Meta Reportedly Plans September Production For Iris AI Chip To Expand Computing Capacity

By Amit Chowdhry • Today at 1:47 PM

Meta reportedly plans to begin manufacturing an artificial intelligence chip in September as part of a broader effort to expand its computing infrastructure and reduce dependence on outside chip suppliers. According to Reuters, the company’s data center chip is code-named Iris and is part of Meta’s multi-generation Meta Training and Inference Accelerator initiative. The chip is being designed in-house to support AI workloads across Meta’s platforms, including Facebook and Instagram.

The report cited an internal memo showing that Meta is targeting 14 gigawatts of computing power next year.
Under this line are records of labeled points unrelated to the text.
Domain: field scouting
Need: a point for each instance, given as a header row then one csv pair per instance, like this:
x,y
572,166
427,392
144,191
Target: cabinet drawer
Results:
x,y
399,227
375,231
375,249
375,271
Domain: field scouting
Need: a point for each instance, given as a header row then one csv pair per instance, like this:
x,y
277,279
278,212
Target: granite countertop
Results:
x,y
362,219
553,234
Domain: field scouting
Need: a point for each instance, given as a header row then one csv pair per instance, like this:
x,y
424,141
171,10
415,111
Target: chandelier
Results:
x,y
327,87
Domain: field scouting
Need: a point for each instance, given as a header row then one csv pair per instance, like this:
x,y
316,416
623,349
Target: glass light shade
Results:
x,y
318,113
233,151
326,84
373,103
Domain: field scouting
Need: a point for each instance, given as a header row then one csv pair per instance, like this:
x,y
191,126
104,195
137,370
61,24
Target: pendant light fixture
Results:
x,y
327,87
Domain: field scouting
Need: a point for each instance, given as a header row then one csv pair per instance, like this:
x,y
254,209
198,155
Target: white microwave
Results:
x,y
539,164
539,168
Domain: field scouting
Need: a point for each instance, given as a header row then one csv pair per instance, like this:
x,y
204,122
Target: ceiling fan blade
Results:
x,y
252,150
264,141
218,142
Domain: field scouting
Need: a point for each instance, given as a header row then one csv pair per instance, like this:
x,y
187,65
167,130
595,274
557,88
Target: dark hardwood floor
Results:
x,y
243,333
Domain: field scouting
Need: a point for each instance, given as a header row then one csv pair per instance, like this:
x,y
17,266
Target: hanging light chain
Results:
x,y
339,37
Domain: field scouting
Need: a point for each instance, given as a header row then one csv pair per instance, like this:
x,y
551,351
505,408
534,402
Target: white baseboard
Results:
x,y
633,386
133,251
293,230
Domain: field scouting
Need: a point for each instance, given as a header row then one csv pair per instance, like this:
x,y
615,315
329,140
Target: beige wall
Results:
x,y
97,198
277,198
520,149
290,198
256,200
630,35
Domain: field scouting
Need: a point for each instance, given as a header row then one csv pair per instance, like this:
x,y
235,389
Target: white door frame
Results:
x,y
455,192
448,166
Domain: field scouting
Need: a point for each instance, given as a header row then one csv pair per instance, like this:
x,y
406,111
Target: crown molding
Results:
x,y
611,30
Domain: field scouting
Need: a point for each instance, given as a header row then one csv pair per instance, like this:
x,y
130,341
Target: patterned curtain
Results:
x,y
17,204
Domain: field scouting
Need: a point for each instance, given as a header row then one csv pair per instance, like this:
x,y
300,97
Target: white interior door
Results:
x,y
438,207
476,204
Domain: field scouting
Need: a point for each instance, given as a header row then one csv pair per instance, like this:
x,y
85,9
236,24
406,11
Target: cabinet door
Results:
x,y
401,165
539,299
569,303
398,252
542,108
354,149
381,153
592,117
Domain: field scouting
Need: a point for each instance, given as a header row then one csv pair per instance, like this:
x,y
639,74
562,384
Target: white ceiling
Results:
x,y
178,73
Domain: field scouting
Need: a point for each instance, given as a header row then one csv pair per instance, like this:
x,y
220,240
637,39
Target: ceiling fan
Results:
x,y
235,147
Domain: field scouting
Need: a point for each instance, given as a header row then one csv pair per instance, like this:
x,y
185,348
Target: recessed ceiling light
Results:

The company reportedly plans to deploy 7 gigawatts of computing infrastructure this year and double that capacity in 2027.

Meta’s Iris chip is intended to supplement the large quantities of graphics processing units the company buys from Nvidia and AMD for AI applications. The chip is not expected to replace GPUs entirely, but it could help Meta lower infrastructure costs and improve control over its AI hardware roadmap.

Reuters reported that Iris completed testing in six weeks without major issues. That progress could represent an important step for Meta’s internal chip program, which has faced challenges since launching more than five years ago.

Meta is reportedly working with Broadcom to help design the chip and with Taiwan Semiconductor Manufacturing Co. to manufacture it. The custom silicon strategy is part of a broader trend among large technology companies seeking greater independence from external AI chip suppliers.

The company has been investing heavily in AI infrastructure as it expands model training, inference, coding tools, and AI-powered product experiences. Reuters reported that Meta expects to spend as much as $145 billion on AI infrastructure this year.

The memo also reportedly noted that adopting the latest GPUs at Meta’s scale has been costly and time-consuming. Custom chips tailored to Meta’s own workloads could help the company optimize performance, manage costs, and scale AI services more efficiently.

Meta unveiled Iris under its technical name in March alongside three other AI processors. Reuters reported that Meta plans to launch a new chip about every six months through 2027, a faster cadence than the annual or longer release cycles typically seen in AI chip markets.

To support its infrastructure expansion, Meta has reportedly secured long-term supply agreements with Samsung Electronics for memory chips, Sandisk for flash storage, and Sumitomo Electric for fiber-optic equipment.

These supply agreements reflect the broader demand surge across AI infrastructure components. Memory, storage, networking gear, and AI accelerators have become critical inputs as large technology companies race to build enough data center capacity for AI training and inference.

The reported production timeline for Iris also highlights the increasingly strategic role of custom silicon in the AI race. As compute needs rise, companies such as Meta are looking for ways to control more of the hardware stack behind their AI products.